Beyond the scope of love, I realized this week why I like to stay in touch with old friends. Because they have witnessed the many versions of You and remain curious about who You are today. (See an earlier version of me at left, on the shores of Lake Malawi.)
This all dawned on me earlier this week after visiting with my old friend, Marie-Josee. (Skype, I love you!) Next week, it will be 15 years since we first met in Kenya. She was a 19-year-old, easily-bored girl who hailed from Montreal and thrived on risky adventure. I was 29 and had become too settled for my own comfort - a nice boyfriend, a great apartment and a swanky job as a food writer. Staring down the barrel of the big 3-0, I set out for the world and all its physical discomforts.
Once in Kenya, I met up with my overland crew and quickly realized I was the sole American. We gathered in a circle at that first campsite, Hell's Gate, alongside Lake Naivashu. Our roughly seasoned leader, Kevin, was giving instructions about Something Important.
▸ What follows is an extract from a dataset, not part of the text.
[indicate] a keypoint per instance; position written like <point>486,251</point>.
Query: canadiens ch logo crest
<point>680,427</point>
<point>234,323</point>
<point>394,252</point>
Unfortunately, his Kiwi accent was so thick, I couldn't understand one word he said. Something like, "Right, then. Grab ya mate, hack a sack and find some deht (dirt). She'll be royt (right)!"
All I could think was, "Uh-oh."
Next thing I know, people started pairing up, grabbing bright green canvas bags and wandering off. I didn't know what was going on. Eventually, I stood alone, save for one young girl who spoke to me in a heavy French accent: "Well, I don't know what he said but whatever it is, it's me and you." And just like that, MJ and I became tent-mates for the next three months.
Now, these were not the fancy REI tents that we all have today. These were very basic canvas tents made in the 60s, purchased from the German army who was probably going to through them out anyway. In real estate terms, they were 'cozy' and 'quaint.'
Sharing such a small space with another person under extreme conditions ... well, you get to know a person. (Not to mention the fact that your tentmate is also your cooking partner.) MJ and I came to lovingly refer to our home as, The Green Triangle. Just like any roomies, we laughed, we argued, we shared secrets and got used to one another's sleep talk. (Marie's was mostly in French, although one night she burst out in English: "My God, it's only a gun!")
The following year, MJ came to visit me at my wee beach apartment in California and we celebrated her 20th birthday. We have since kept in loose touch through letters and, eventually, email. I came close to flying to Montreal one weekend for her going away party a couple of years ago, but the planets did not align.
(MJ & I, with our porters, on the Zaire-Ugandan border, getting ready to track mountain gorillas. From our smiles, I can see that we have no clue how physically demanding it was going to be.)
Seeing her lovely face (see above for her classic 'I-am-bored' look) again and hearing that charming accent, it all came rushing back. Because MJ speaks something like five languages, her English phrasing is pretty hilarious. Some of my favorite excerpts from letters and conversations:
"You know how it is, sometimes life is black and other times it is pink. And other times, it is just nice having a husband with a house in the south of France."
Re: her divorce. "And dat was awful. Like washing machine stuck on spin."
"And den I left. I went to live somewhere hot."
My favorite, which came from out of nowhere: "And do you know what else I like about me?"
MJ is less impetuous now, more focused in her life and goals. She is working on her PhD in cultural linguistic history, or some such thing. She has lived in nearly every country in Europe but now has two rooms in Italy - one in the South and one in the North. "One for study, one for living," - typical MJ logic.
As our visit came to a close, I was unabashed in my affection. "I love you madly," I told her, and she squealed and laughed. She returned the love and we swore to visit again soon. And maybe ... just maybe ... someday... we would travel together again, perhaps with a bigger tent.